Since the 1970s, increasing attention has been paid to the environmental damage caused by mining and mineral processing. The smelter at Flin Flon, for instance, had become one of Canada’s most polluting industrial facilities by the end of the 20th century, emitting massive amounts of lead, mercury and arsenic all cancer-causing agents found in abnormally high levels in the bodies of local residents. Although mining operations continue in the area, the smelter was closed in 2010, putting over 200 people out of work.

Much of the industry’s long-term environmental damages have been caused by the chemical by-products of the extractive process, which are often concentrated in tailing ponds. These tailings, which typically contain hazardous materials such as arsenic and mercury, have on occasion been known to seep into groundwater and, in some cases, spill en masse into neighbouring watersheds. One such event occurred at Imperial Metals’ Mount Polley gold and copper mine in British Columbia in August 2014, when approximately 10 billion litres of water and 4.5 million m3 of solid waste spilled into a neighbouring lake. The Mount Polley mine and another proposed project by Imperial Metals at Ruddock Creek both sit on territory that remains unceded by the Neskonlith Secwepemc First Nation. Following the disaster, the Neskonlith Band issued an eviction notice to the company, requesting that the Ruddock Creek operation be halted immediately.

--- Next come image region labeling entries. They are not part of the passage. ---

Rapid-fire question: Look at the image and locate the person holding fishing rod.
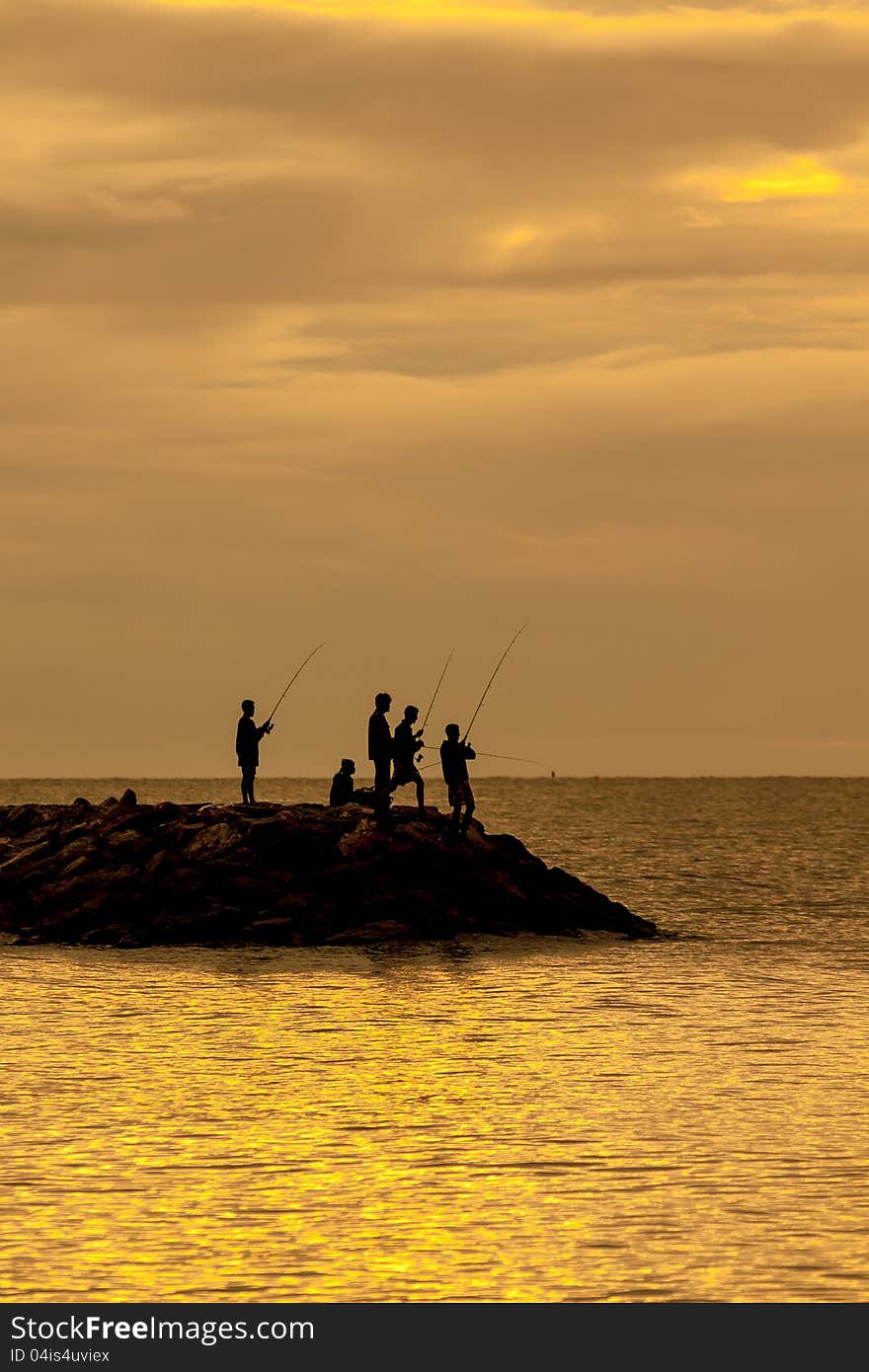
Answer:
[440,724,476,837]
[235,700,275,805]
[390,705,426,815]
[440,624,527,837]
[235,643,325,805]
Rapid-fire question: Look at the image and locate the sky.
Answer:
[0,0,869,777]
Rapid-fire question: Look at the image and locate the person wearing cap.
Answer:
[440,724,476,834]
[368,690,393,810]
[235,700,274,805]
[390,705,426,810]
[330,757,356,805]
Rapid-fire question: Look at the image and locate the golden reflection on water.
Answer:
[0,940,869,1301]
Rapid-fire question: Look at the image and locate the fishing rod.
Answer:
[267,638,328,724]
[423,743,542,767]
[420,648,456,732]
[461,624,528,743]
[420,743,542,771]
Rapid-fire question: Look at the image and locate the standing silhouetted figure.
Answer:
[440,724,476,834]
[235,700,274,805]
[330,757,356,805]
[368,690,393,813]
[390,705,426,810]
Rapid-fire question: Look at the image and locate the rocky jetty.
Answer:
[0,792,657,948]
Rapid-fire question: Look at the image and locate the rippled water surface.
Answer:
[0,778,869,1301]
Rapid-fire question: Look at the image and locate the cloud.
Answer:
[0,0,869,771]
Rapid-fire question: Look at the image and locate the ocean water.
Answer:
[0,778,869,1302]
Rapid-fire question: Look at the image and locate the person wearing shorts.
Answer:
[440,724,476,834]
[235,700,272,805]
[390,705,426,812]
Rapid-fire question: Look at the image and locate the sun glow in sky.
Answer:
[0,0,869,775]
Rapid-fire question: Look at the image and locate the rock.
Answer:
[327,919,420,943]
[0,792,657,947]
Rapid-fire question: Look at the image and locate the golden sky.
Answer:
[0,0,869,775]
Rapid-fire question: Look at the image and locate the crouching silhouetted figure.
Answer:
[330,757,356,805]
[235,700,274,805]
[440,724,476,834]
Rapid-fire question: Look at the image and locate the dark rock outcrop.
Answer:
[0,792,657,947]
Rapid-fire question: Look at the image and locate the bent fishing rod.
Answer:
[267,638,328,724]
[461,624,528,743]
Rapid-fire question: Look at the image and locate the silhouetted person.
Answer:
[368,690,393,812]
[235,700,272,805]
[390,705,426,810]
[440,724,476,834]
[330,757,356,805]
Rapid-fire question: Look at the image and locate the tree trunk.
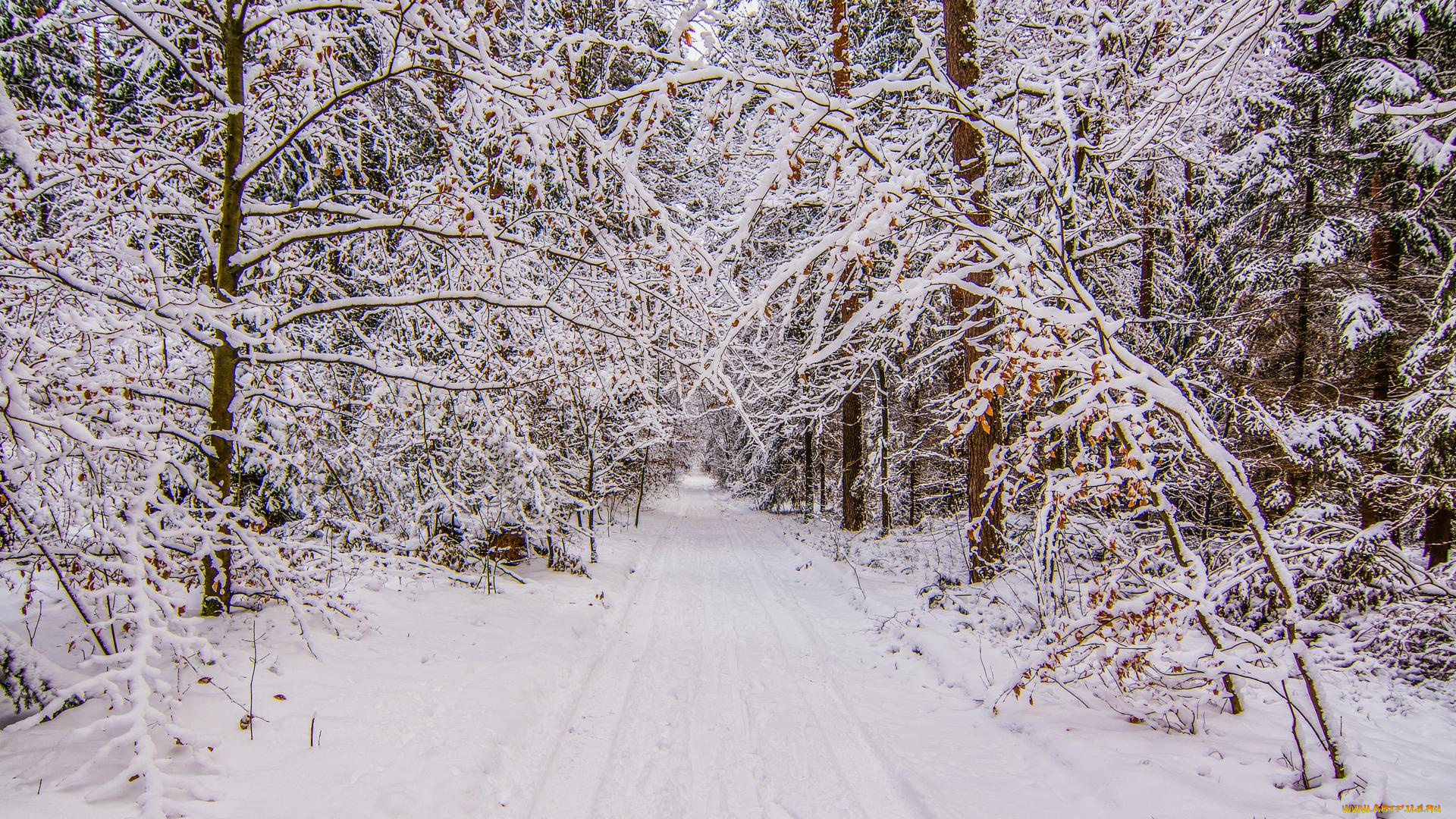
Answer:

Numerous other Aboriginal communities throughout Canada have contested mining operations for reasons that often involve land claims as well as environmental concerns. Critics have long suggested that Canada should abandon the free entry (also known as open entry) mining laws, which allow prospecting and claim-staking on most Crown and Aboriginal land. Some modifications to these laws, which exist at a provincial and territorial level, have been made, but no ruling or legislation has challenged them at the federal level.